Ces amendements de suppression et les interventions sur l'article m'offrent l'occasion de faire le point et de répondre à des interrogations légitimes.
Je crois nécessaire de préciser les termes du débat. En 2017, 3 753 décisions avaient été rendues pour apprécier la nécessité d'une évaluation environnementale, dont 10 % avaient été traitées par les missions régionales de l'autorité environnementale. Ces dossiers avaient justifié l'élaboration d'une étude d'impact.
La question est de savoir si tout doit être traité par les missions régionales – ce qui multiplierait par dix leur activité et les engorgerait, étant rappelé que tous les projets ne sont pas de même importance – ou si – comme nous le proposons à l'article 4, en tirant les leçons, en effet, du vide juridique consécutif aux décisions du Conseil d'État – , en conformité avec le droit européen, le préfet de région peut réaliser une étude au cas par cas, en appliquant un filtre préalable afin d'empêcher que les décisions de faible importance ne remontent vers l'autorité environnementale.
Comme l'a dit Mme Sarles, le préfet, les autorités de l'État ne peuvent être accusés d'être juge et partie – puisque c'est l'objet de votre critique – , à moins qu'il ne s'agisse d'un projet de l'État, auquel cas une étude d'impact sera évidemment élaborée.
Des règles de protection contre toute forme de conflit d'intérêts seront édictées. Bien qu'il s'agisse de cas rarissimes, il peut arriver qu'un préfet ou une préfète soit marié à quelqu'un ayant des intérêts dans une entreprise soumettant un projet. Dans une telle hypothèse, la personne se déportera, conformément aux règles générales de prévention des conflits d'intérêts.
Dans la mesure où l'État n'est pas maître d'ouvrage des projets, il est tout à fait logique de décider au cas par cas, par une sorte de tri préalable. Telle est la logique générale de l'article 4.
Madame Riotton, vous avez cité un cas spécifique. La nouvelle procédure s'appliquant aux centrales d'enrobage est l'enregistrement, qui permet, au cas par cas, de déclencher une procédure d'autorisation, comprenant l'élaboration d'une étude d'impact. On reste toujours, cependant, dans le régime des installations classées au titre de la protection de l'environnement – les fameuses ICPE. Seule la procédure change, et non le statut applicable à ce type d'installations. Si cet article était supprimé, on retomberait dans le vide et l'insécurité juridique que nous connaissons depuis la dernière décision du Conseil d'État.
Enfin, je ne peux pas laisser dire que le Conseil d'État va dénoncer cette disposition, puisqu'il en a été saisi et a rendu un avis très clair : il a confirmé la solidité juridique du texte au regard de la législation européenne sur les autorités environnementales.

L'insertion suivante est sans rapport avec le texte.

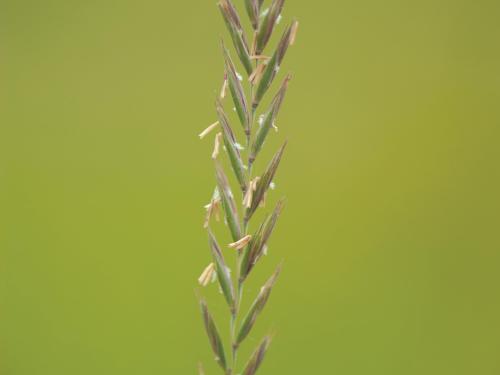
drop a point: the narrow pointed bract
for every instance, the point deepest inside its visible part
(231, 146)
(253, 9)
(258, 244)
(273, 65)
(223, 275)
(269, 119)
(257, 357)
(235, 29)
(265, 181)
(237, 92)
(267, 26)
(257, 307)
(253, 186)
(228, 203)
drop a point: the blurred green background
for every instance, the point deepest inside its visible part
(391, 233)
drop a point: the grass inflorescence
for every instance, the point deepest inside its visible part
(238, 204)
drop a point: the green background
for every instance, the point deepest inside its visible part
(391, 232)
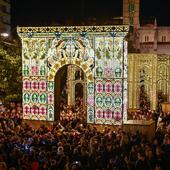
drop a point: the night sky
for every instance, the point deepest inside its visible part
(43, 12)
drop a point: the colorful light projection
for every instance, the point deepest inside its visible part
(101, 52)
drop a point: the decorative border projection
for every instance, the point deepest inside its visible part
(100, 51)
(73, 29)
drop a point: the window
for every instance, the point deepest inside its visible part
(163, 38)
(146, 38)
(131, 7)
(131, 20)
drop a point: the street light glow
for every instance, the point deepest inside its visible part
(4, 34)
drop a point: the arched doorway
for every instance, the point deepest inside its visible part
(69, 93)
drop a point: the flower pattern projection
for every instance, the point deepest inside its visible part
(90, 100)
(26, 109)
(26, 84)
(34, 85)
(108, 114)
(99, 87)
(99, 113)
(108, 72)
(117, 115)
(43, 110)
(108, 87)
(42, 85)
(99, 51)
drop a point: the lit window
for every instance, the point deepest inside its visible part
(146, 38)
(163, 38)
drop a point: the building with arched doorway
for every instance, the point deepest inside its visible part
(101, 54)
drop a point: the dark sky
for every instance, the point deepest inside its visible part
(46, 12)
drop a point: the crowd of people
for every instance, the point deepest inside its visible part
(75, 145)
(69, 112)
(143, 115)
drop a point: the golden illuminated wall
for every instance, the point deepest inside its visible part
(156, 77)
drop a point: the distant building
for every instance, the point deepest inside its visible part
(148, 38)
(5, 16)
(152, 39)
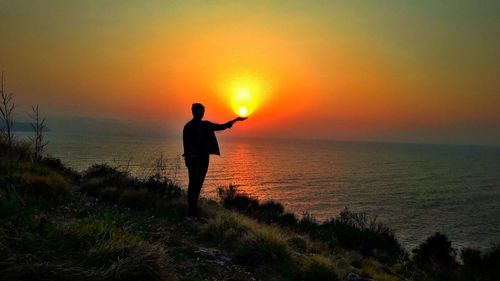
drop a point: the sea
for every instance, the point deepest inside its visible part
(416, 189)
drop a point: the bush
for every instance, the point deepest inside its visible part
(51, 187)
(264, 246)
(356, 231)
(478, 266)
(267, 212)
(138, 199)
(317, 267)
(435, 250)
(57, 165)
(162, 186)
(109, 176)
(227, 229)
(89, 250)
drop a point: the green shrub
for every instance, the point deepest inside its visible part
(162, 186)
(88, 250)
(479, 266)
(298, 242)
(317, 267)
(435, 250)
(138, 199)
(110, 194)
(110, 176)
(226, 228)
(357, 231)
(51, 187)
(92, 186)
(264, 246)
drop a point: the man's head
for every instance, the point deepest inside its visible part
(198, 110)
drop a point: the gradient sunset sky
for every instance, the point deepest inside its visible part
(412, 71)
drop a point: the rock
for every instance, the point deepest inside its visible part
(355, 277)
(213, 255)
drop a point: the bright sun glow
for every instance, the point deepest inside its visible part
(245, 96)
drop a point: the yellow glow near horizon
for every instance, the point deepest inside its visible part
(245, 96)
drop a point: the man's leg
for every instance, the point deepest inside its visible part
(197, 174)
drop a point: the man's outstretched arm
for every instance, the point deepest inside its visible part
(227, 125)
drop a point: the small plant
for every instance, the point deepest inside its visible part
(39, 127)
(435, 250)
(317, 267)
(7, 107)
(264, 246)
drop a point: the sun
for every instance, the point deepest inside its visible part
(243, 102)
(244, 96)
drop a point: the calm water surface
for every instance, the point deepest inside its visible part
(416, 189)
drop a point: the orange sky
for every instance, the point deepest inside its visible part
(414, 71)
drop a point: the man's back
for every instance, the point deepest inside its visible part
(199, 138)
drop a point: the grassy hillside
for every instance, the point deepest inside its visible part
(104, 224)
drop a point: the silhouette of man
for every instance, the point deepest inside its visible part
(199, 142)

Encore une fois – cela fait écho à ce que j'ai dit hier – , si l'on noie les missions régionales de l'autorité environnementale sous un flot de dossiers, dont beaucoup sont mineurs, il est évident qu'elles ne pourront pas traiter aussi bien les dossiers importants.
Le coeur du débat est la notion de conflits d'intérêts. Madame la rapporteure pour avis, le conflit d'intérêts est clairement prohibé par l'article 9 bis de la directive du 16 avril 2014.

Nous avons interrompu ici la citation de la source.